What is your next adventure? I will be doing a summer internship as a control systems engineer in the space systems group of Orbital ATK in Dulles, Virginia. Then I will be going to Stanford to earn a masters degree in aerospace engineering focusing on guidance, navigation, and control.
What are you most looking forward to in your next adventure? I've finally explored enough things that I know what I want to do. I look forward to getting into space controls. It doesn't have to be a spacecraft. It could be autonomous system, a driverless car. There are a lot of cool emerging questions in that field and I'm excited to get into them.

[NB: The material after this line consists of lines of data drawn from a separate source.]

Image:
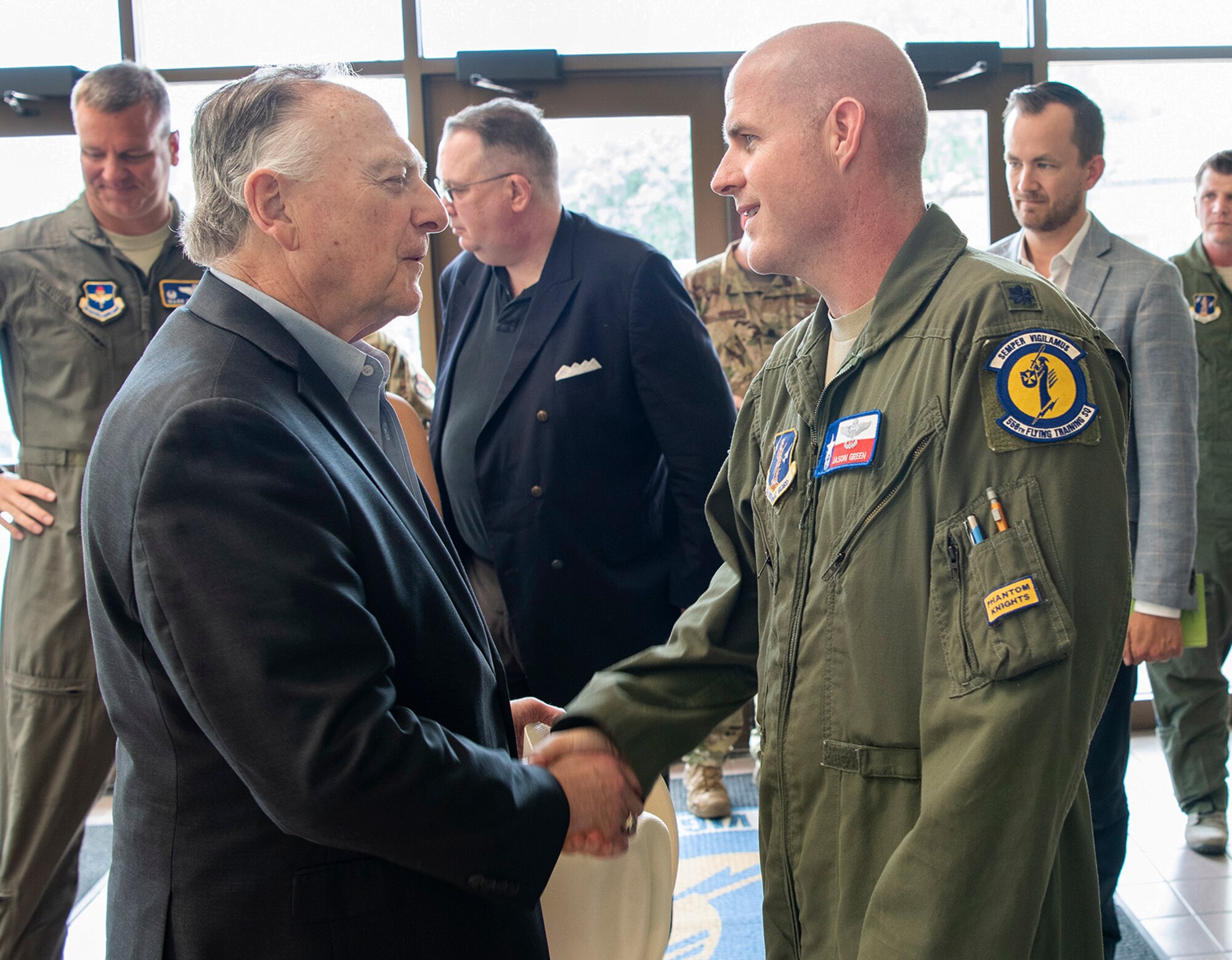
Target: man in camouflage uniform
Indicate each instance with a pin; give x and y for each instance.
(407, 378)
(745, 314)
(82, 293)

Did you have any previous co-op, internship, or research experience in this area that prepared you? I did two co-op rotations for GE Aviation, one in Baltimore and the other in Cincinnati. I worked on stress analysis on engine nacelles and coded a few tools for the the analysis standardization software. For research, at Tech, I worked in three different labs. I worked with Dr. Feron on propeller performance optimization, with Dr. Walker on designing software for testing a thruster's design, and with Dr. Gunter, on the RANGE mission.

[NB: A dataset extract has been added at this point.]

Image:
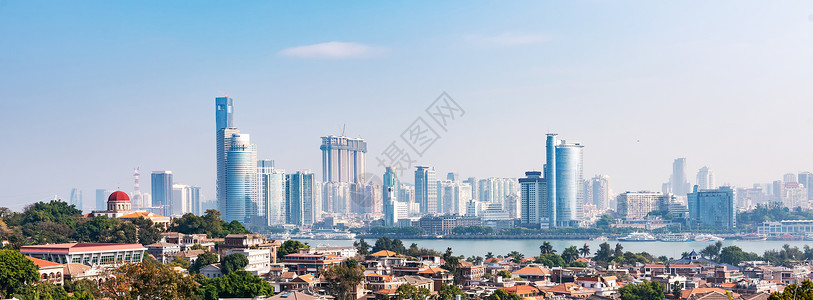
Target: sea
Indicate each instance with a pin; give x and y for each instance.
(530, 247)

What about your educational experience at GT-AE helped your to achieve your goals? On top of everything - the great name, the prestigious diploma, the curriculum- Georgia Tech gave me a chance to flip and flop until I found the right place. I came to Tech not really knowing what engineering was, exactly. I wanted to build, design, and analyze. What I've gotten is so many opportunities - to do research, to do conferences, to use great facilities.

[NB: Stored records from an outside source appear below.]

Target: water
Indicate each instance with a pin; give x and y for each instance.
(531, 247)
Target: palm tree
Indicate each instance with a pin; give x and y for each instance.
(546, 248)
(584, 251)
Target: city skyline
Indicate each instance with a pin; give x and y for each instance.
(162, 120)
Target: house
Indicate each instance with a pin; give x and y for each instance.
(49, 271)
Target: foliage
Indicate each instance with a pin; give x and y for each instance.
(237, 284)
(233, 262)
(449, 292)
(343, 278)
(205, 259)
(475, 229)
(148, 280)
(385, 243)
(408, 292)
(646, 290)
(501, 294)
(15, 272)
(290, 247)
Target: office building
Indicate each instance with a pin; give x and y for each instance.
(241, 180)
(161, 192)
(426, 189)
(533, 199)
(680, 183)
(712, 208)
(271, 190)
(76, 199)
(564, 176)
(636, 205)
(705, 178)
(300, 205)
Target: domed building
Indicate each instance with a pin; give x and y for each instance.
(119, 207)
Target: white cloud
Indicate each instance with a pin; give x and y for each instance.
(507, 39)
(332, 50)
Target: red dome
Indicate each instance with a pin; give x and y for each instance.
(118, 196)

What advice would you give someone who wanted to follow in your path? When I started at Tech, I was very hesitant about approaching the professors to talk or applying for different jobs because I thought I had no value. I had to develop myself more before I could do anything. I didn't realize that that's not true. You need to talk to professors because they see you as an asset, someone who can learn over time. I wish I'd known to go to career info sessions even as a freshman to talk with recruiters. It's not that you'll get things by talking to them, but you'll learn. And professors don't see you as useless. They see the potential, the eagerness to try something new.